I’m not naive enough to think that college football recruiting is 100 percent by the book. Goodness, it’s 2019. I read the internet. I know what people say about this recruit or that recruit. Of course fans are going to assume the worst when a 5-star athlete flips his commitment to one of the juggernauts at the last minute.

The problem is the holier than thou mentality from players. That just dumps gasoline on the fire among fans when they come out and make an insinuation like that.

Can Miller and Schwartz guarantee that Auburn has never been guilty of foul play? No. Do they have a better insight on that process than I do? Sure, but they also can’t prove that the thousands of players Malzahn and his staff recruited since he was hired have always played by the rules. Nobody can.

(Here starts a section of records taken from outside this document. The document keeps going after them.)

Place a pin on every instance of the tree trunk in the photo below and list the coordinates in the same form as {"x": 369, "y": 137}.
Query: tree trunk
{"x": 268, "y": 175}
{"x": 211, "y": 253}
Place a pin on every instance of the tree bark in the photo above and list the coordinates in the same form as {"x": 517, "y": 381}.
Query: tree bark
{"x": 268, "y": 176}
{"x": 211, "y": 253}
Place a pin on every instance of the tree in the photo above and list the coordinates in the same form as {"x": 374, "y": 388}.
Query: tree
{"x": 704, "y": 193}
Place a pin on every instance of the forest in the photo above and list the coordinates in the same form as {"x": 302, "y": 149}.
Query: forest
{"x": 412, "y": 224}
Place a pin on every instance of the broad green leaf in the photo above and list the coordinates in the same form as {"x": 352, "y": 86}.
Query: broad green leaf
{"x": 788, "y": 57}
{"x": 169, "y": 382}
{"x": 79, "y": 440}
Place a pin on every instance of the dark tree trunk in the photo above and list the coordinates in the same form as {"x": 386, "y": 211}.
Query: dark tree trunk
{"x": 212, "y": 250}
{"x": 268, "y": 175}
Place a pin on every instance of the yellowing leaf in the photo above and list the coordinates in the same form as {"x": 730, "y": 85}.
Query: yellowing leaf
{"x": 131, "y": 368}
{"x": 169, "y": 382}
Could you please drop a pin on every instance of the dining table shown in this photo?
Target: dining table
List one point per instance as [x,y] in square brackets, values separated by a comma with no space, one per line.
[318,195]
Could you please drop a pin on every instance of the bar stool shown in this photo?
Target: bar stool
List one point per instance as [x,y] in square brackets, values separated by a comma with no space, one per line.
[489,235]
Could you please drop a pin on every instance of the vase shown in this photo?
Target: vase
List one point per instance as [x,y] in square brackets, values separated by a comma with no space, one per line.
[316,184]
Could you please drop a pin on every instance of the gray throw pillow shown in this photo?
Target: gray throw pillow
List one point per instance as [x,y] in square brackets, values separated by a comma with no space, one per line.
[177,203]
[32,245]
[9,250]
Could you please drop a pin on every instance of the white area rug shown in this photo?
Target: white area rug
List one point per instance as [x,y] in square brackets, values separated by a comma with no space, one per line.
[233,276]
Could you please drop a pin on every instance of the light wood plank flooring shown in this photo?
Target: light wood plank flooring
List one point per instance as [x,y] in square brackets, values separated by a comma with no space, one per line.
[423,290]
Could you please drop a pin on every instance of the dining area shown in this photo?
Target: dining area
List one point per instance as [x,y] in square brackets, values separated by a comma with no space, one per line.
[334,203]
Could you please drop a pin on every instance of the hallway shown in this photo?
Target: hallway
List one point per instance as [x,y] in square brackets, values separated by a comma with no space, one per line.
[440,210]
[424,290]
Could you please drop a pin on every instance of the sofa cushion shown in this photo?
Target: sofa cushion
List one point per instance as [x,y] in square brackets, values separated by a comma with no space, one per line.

That’s why making a claim like that comes off as petty, one-sided and just downright bitter.

It wasn’t that long ago that Auburn fans had to try and defend Cam Newton’s recruitment when he pulled a late surprise and picked the Tigers. Shoot, they’re still having to defend that.

Remember 6 years ago after the Selena Roberts story that alleged Auburn coaches attempted to participate in pay-for-play schemes and that they had grades altered for ineligible students? The Tigers didn’t do anything but deny, deny, deny.

You would think a fan base that was so enraged about being accused of cheating wouldn’t jump to the same conclusion the second a 5-star recruit announced he was playing elsewhere. The argument then was that there wasn’t enough proof.

Did Miller and Schwartz see Georgia hand Pickens money? Of course not. Any accusations are rooted in what this person said, or what they heard from that person. And if they were there to witness that for some crazy reason, Miller and Schwartz should have instead tweeted, “I literally watched a Georgia coach drop a bag of money on Pickens’ doorstep yesterday.”

The NCAA responds to that. It doesn’t respond to players on social media who fire off a money bag tweet the second a 5-star recruit spurns their school. It’s in the same class as fans tweeting at recruits.

That’s what this felt like. It doesn’t matter if what those Auburn players alleged was true. What matters was that it came off like a scorned ex in the heat of the moment and not like a legitimate claim.

I thought it was interesting to see the way Malzahn talked about the Pickens situation.

It’ll bother Malzahn if Pickens lights it up at Georgia while his passing game sputters again. It’ll sting that much more knowing that he couldn’t close on someone who he obviously wanted, despite the fact that Auburn has “big-time receivers who are young.”

For now, though, it just bothers me that this is where we’re at. We have players making rather serious accusations in a public setting without proof. Nobody would have made those accusations had Pickens not had a last-minute change of heart, which as we know, happens with 18-year-old kids making big life decisions. A lot.

Pickens is hardly the first and definitely not the last recruit to ignite cheating allegations from opposing fans and players alike.

But hey, I suppose it wouldn’t really be ‘crootin’ SZN if we didn’t get at least one major reminder of why #ItMightMeanTooMuch.